Red Stone Bleeding

My mom (born 1919) grew up in the Volhynia area (150 kilometers west of Kyiv). Back then, it was home to a mishmash of cultures. Russian, Ukrainian, Polish and German farmers got along with each other, living side by side. They spoke each other’s languages, their children played with each other and they all dealt with the same fickle weather. The rich earth of the area didn’t care who was harvesting its grain. The wind blew, the rain fell, the sun warmed them all equally. 

From painting in a small Koresten, Ukraine museum

True, they might have worshipped in different churches, spoken different dialects in their homes, had different wedding customs and recipes, but they didn’t need weapons to solve those differences. It was Stalin and his secret police (OGPU, later NKVD) who can be credited for creating conflict in the tiniest settlements, or amongst families.  After the forced expulsions (my grandfather went through two expropriations, first in 1915 during the Great War, then again in 1930), then the 1917 Revolution and its ensuing civil war, there were a few years when the area was relatively peaceful. Those were the good years when my mom had a happy, but brief, childhood. The storks delivered babies, the windmill was built, there was a local church community. Communism, at this point was not a threat, but a support. The Soviets encouraged German peasants to build their own schools, churches and even a seminary for their pastors in Heimtal, near Zhytomyr. (I got to wander through those red brick ruins when I visited back in 2004). In A Biography of No Place, Kate Brown writes, “By 1926 there were eleven officially chartered minority regions in Ukraine, and nearly 300 nationally autonomous villages.” (page 20) 

After Lenin died in 1924, however, communist idealism was gradually replaced by Stalin’s ambition. The 1929 decree to liquidate the kulaks forced collectivization upon the family-minded peasants and violently broke up my mom’s home. Suddenly, there were enemies everywhere. German farmers were now labelled tight-fisted, or kulaks. After collectivization and the first Five Year Plan had been implemented, Stalin turned paranoid and started killing everyone around him.

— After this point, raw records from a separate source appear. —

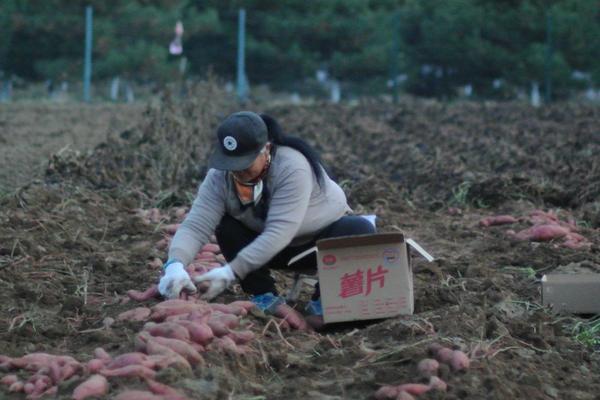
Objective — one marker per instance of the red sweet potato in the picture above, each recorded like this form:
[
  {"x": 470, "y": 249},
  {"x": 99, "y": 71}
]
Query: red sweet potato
[
  {"x": 136, "y": 314},
  {"x": 16, "y": 387},
  {"x": 170, "y": 229},
  {"x": 174, "y": 307},
  {"x": 228, "y": 308},
  {"x": 241, "y": 337},
  {"x": 542, "y": 233},
  {"x": 199, "y": 332},
  {"x": 129, "y": 359},
  {"x": 164, "y": 357},
  {"x": 246, "y": 304},
  {"x": 9, "y": 379},
  {"x": 164, "y": 390},
  {"x": 211, "y": 248},
  {"x": 218, "y": 328},
  {"x": 291, "y": 316},
  {"x": 225, "y": 344},
  {"x": 428, "y": 367},
  {"x": 444, "y": 355},
  {"x": 151, "y": 292},
  {"x": 498, "y": 220},
  {"x": 94, "y": 386},
  {"x": 402, "y": 395},
  {"x": 229, "y": 320},
  {"x": 133, "y": 370},
  {"x": 436, "y": 383},
  {"x": 95, "y": 365},
  {"x": 137, "y": 395},
  {"x": 178, "y": 346},
  {"x": 100, "y": 353},
  {"x": 167, "y": 329},
  {"x": 460, "y": 361},
  {"x": 413, "y": 388}
]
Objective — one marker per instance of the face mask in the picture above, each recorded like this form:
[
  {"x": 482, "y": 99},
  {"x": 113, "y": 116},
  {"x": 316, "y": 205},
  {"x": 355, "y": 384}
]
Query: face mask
[{"x": 249, "y": 194}]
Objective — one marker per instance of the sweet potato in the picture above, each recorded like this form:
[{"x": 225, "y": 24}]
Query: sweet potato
[
  {"x": 218, "y": 328},
  {"x": 228, "y": 308},
  {"x": 428, "y": 367},
  {"x": 460, "y": 361},
  {"x": 136, "y": 314},
  {"x": 402, "y": 395},
  {"x": 246, "y": 304},
  {"x": 100, "y": 353},
  {"x": 178, "y": 346},
  {"x": 9, "y": 379},
  {"x": 133, "y": 370},
  {"x": 498, "y": 220},
  {"x": 94, "y": 386},
  {"x": 170, "y": 229},
  {"x": 291, "y": 316},
  {"x": 167, "y": 329},
  {"x": 206, "y": 256},
  {"x": 164, "y": 357},
  {"x": 225, "y": 344},
  {"x": 444, "y": 355},
  {"x": 386, "y": 392},
  {"x": 137, "y": 395},
  {"x": 414, "y": 388},
  {"x": 229, "y": 320},
  {"x": 129, "y": 359},
  {"x": 199, "y": 332},
  {"x": 16, "y": 387},
  {"x": 164, "y": 390},
  {"x": 95, "y": 365},
  {"x": 436, "y": 383},
  {"x": 170, "y": 361},
  {"x": 151, "y": 292},
  {"x": 174, "y": 307},
  {"x": 211, "y": 248},
  {"x": 241, "y": 337}
]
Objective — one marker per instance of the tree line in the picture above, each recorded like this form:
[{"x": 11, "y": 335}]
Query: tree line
[{"x": 427, "y": 47}]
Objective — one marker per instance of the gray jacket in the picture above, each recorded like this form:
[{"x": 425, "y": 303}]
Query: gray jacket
[{"x": 297, "y": 209}]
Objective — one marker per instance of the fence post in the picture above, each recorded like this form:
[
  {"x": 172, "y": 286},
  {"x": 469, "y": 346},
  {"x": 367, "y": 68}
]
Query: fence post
[
  {"x": 548, "y": 61},
  {"x": 394, "y": 55},
  {"x": 242, "y": 83},
  {"x": 87, "y": 62}
]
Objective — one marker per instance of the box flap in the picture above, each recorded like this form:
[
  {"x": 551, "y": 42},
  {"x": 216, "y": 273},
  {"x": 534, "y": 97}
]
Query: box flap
[
  {"x": 360, "y": 240},
  {"x": 415, "y": 246}
]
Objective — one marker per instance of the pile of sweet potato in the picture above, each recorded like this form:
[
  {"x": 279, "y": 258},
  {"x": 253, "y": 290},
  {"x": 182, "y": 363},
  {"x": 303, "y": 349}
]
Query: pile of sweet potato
[
  {"x": 178, "y": 332},
  {"x": 428, "y": 370},
  {"x": 545, "y": 227}
]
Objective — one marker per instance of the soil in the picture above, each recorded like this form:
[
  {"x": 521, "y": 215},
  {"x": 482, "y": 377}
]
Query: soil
[{"x": 72, "y": 244}]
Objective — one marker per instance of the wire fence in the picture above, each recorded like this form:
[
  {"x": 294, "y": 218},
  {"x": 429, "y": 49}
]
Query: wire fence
[{"x": 335, "y": 51}]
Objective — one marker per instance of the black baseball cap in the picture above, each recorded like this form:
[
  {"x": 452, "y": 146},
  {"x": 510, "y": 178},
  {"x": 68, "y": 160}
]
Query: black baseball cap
[{"x": 241, "y": 137}]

The assassination of Stalin’s close friend, Kirov, marking the beginning of the Great Terror/Purge. My German-speaking grandfather, was executed in 1937 as an enemy of the people under Article 58. His crime? My grandfather only wanted to leave the country and rejoin his orphaned children. 

And now we’re in 2022. Putin wants Ukraine to be part of his Russian family. He loves Ukraine so much that he will kill them all to keep them in his sphere of influence. What would King Solomon advise? Kill a child so that no one can have it?  And those in Russia who oppose him are threatened with 15 years imprisonment. 

Putin, Stalin, Hitler. Madmen again attacking the defenceless. No wonder the soil of my mother's home near Zhytomyr is so red. The red granite bleeds once again.